Als Cousin des amtierenden Königs und Ehemann von dessen Schwester verfügt der 70-Jährige über eine privilegierte Position in dem Inselstaat. Das Atelier des Scheichs ist ein Anwesen mit eigenem Fuhrpark und Gestüt, bei der Eröffnung einer lokalen Kunstausstellung steht Al Khalifa selbstredend im Mittelpunkt. Schreiben Sie, ich sei ein Botschafter der Kunst, sagt er im Innenhof seiner Rak Art Foundation, quasi als Auftrag. Und zwar ein Botschafter im doppelten Sinne: in Bahrain selbst für die Anliegen der Kunst und im Ausland als Vertreter eines Landes, das eine der ersten Hochkulturen hervorbrachte und dessen Kunstszene langsam versucht, im arabischen Raum und international Fuß zu fassen.

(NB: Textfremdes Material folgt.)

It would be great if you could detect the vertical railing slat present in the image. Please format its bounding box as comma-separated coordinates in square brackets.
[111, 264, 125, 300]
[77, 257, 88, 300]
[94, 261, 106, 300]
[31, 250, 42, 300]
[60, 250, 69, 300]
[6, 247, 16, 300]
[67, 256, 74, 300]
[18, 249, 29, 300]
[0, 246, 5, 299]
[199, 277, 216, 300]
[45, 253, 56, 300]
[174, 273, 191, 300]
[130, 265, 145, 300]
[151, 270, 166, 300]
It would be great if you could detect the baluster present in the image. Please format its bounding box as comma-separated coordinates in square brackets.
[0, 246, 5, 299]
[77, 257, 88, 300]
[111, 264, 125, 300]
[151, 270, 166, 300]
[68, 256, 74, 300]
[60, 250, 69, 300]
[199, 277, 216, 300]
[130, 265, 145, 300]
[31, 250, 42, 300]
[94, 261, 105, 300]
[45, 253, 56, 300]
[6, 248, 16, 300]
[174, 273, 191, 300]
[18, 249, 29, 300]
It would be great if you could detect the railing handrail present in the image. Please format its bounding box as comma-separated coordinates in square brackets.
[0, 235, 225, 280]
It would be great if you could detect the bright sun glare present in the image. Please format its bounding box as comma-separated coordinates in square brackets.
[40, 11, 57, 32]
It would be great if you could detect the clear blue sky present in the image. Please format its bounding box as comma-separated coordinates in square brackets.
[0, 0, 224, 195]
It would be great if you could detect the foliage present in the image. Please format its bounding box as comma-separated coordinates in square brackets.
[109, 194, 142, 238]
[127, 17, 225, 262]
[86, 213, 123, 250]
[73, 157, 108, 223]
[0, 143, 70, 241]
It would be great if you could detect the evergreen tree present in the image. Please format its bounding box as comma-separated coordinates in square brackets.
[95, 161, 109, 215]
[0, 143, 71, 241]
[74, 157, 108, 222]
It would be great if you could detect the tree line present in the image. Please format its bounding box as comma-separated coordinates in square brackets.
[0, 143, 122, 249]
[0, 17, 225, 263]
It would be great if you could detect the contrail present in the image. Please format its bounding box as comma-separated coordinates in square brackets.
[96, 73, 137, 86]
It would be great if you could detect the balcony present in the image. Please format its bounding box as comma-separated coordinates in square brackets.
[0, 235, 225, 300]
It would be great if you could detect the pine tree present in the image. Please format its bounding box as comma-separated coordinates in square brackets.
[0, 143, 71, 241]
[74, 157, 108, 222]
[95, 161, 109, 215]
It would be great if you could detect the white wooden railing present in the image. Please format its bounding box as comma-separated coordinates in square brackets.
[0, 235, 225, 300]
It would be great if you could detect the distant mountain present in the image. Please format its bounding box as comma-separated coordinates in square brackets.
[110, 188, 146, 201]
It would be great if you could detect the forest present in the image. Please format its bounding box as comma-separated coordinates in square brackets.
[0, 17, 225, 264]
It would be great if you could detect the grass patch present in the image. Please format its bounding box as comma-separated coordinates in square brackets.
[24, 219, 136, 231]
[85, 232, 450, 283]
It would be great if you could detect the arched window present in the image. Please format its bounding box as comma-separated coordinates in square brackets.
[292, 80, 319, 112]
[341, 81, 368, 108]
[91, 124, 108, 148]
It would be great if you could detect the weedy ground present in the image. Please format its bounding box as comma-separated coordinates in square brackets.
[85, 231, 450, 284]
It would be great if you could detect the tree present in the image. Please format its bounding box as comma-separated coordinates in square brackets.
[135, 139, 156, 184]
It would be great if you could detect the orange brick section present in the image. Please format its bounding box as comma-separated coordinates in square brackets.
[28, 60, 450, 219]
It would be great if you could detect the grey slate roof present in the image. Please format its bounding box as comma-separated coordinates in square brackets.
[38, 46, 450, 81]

Zwischen 2500 und 1700 vor Christus lag Dilmun (so der historische Namen des Inselverbunds) entlang der Handelsroute von Mesopotamien ins Industal. Im Gilgamesch-Epos wird Dilmun ob seiner Süßwasserquellen gar als Paradies beschrieben. Heute künden von der lange zurückliegenden Blütezeit noch zehntausende bis zu 20 Meter hohe Grabhügel, deren schönste Beigaben im Nationalmuseum ausgestellt sind. Touristisch erschlossen sind die Grabfelder nicht, Autobahnen verlaufen quer durch sie hindurch. Nicht nur die Gegenwartskunst betreffend ist in Bahrain noch viel zu tun, auch bezüglich des Kulturerbes wacht der Inselstaat erst langsam auf. (Stephan Hilpold aus Bahrain, 17.8.2022)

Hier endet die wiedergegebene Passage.